Before the false Yubere could answer, Publius spoke up. “No need to go into that, Alonzo.”

A spasm of mindlessness twitched over the puppet’s face, was almost instantly gone. Watching, Ruiz felt a mixture of horror and morbid curiosity. It was as if the puppet had suffered a tiny disconnection from the fabric of the moment, had briefly existed in another reality.

But he mustn’t allow himself to be distracted, Ruiz decided. “No. I need to know more than you’re telling me. Besides, won’t I see what he’s up to when I come up through that level. Your attitude worries me, Publius. It’s almost as though you don’t expect me to survive.”

Publius stared malevolently at Ruiz. Finally he spoke in a grudging voice. “Oh, as you wish. Tell him, Alonzo.”

The puppet smiled genially. “I make reliable people. Or to put it another way, I make people reliable.”

A long slow moment passed, while Ruiz’s brain processed this data, while his mind was painlessly blank — and then understanding roared in. Oh, no, thought Ruiz. This is where the Gencha are, this is where Corean was sending us. This is where the League wanted me to die. The death net groaned and shuddered in the blackness at the bottom of his mind — but this time he felt its crumbling structure rupture and tear. He was for a measureless time suspended between life and death, only dimly aware of the puppet chattering on, of Publius watching him with startled concern, of the chair that held him, of the air he could no longer breathe — of the essence of himself, slipping away. His inner voice shrieked wordless warnings; he swayed and his eyes rolled up, so that all he could see was a ruddy darkness, and the stars of experience shooting across that warm nothingness.

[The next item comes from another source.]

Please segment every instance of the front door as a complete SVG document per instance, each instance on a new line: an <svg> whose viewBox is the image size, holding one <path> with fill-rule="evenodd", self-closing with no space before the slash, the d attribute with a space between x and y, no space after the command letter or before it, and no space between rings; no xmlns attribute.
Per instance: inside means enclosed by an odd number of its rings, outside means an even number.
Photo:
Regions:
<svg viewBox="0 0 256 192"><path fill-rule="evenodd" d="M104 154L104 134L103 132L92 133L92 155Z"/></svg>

Then it was over, and Publius was pressing him back into his chair, holding an injector in one manicured hand.

“No!” shouted Ruiz. He shoved Publius away and the monster-maker, caught by surprise, went stumbling back. “I’m all right.”

Publius held the injector ready. “You had me worried — I thought Yubere had run a ringer in on me — beat me to the slice.” He still looked undecided. “That look you had… it speaks to me of Gencha work.”

“It was Gencha work,” Ruiz said. “A death net.” He wiped at the sudden sweat beaded on his brow. He looked into himself, waiting for the weight of the net, but it was gone.

And he was still alive.

Publius was looking at him as if he had just made a sour joke. “Of course,” he sneered. “So why are you still alive?”

Ruiz laughed, a sound of shaky delight. “I wore it down, I guess. But enough of that — what lies under Yubere’s labs?”

The puppet answered as though nothing had happened. “My dungeons.”

“And below that?”

“Unknown,” interrupted Publius, before the puppet could speak. Ruiz had the definite impression that the puppet had been about to say something else, but it was pointless to press it. On the instant the puppet’s master had spoken, the puppet’s reality had changed — now the ringer believed what Publius had asserted. “In any case,” Publius continued, “the ingress you’ll use connects to the level of the dungeons, we think… so the unexplored depths of the stack are irrelevant to your mission.”

“So you say.”

“Yes, I do,” said Publius smugly.

“Let me get this straight. You intend that I should dive down — how many meters?”

“Six hundred and thirty-six,” said the puppet helpfully, eliciting a displeased glare from Publius.

“I should dive down six hundred meters, fighting off the margars and the brainborers, pry open a sealed ingress, break into Yubere’s dungeon, fight my way up to his labs — or worse, his residential level — all the time dragging your ringer with me, kill Yubere, see that the ringer is functioning properly, and get away clean. Do I have it right?”

“Exactly right, Ruiz Aw, old friend.”

“Oh fine.”

Publius snorted. “You put the worst possible face on everything — I’m astonished that you’ve survived in your profession as long as you have. Murder and pillage are inappropriate vocations for realists. But I’ve already made many of the arrangements. I have a sonar-transparent submersible ready to go — it has a clamp-on repair bay, so you won’t even get wet when you break in. You can draw on my funds to hire mercenaries, within reason — the sub holds only eight crew and passengers. Your weapons budget will be generous. What more could you want?”

“A way of preventing you from sticking a knife in my back, in the unlikely event I succeed.”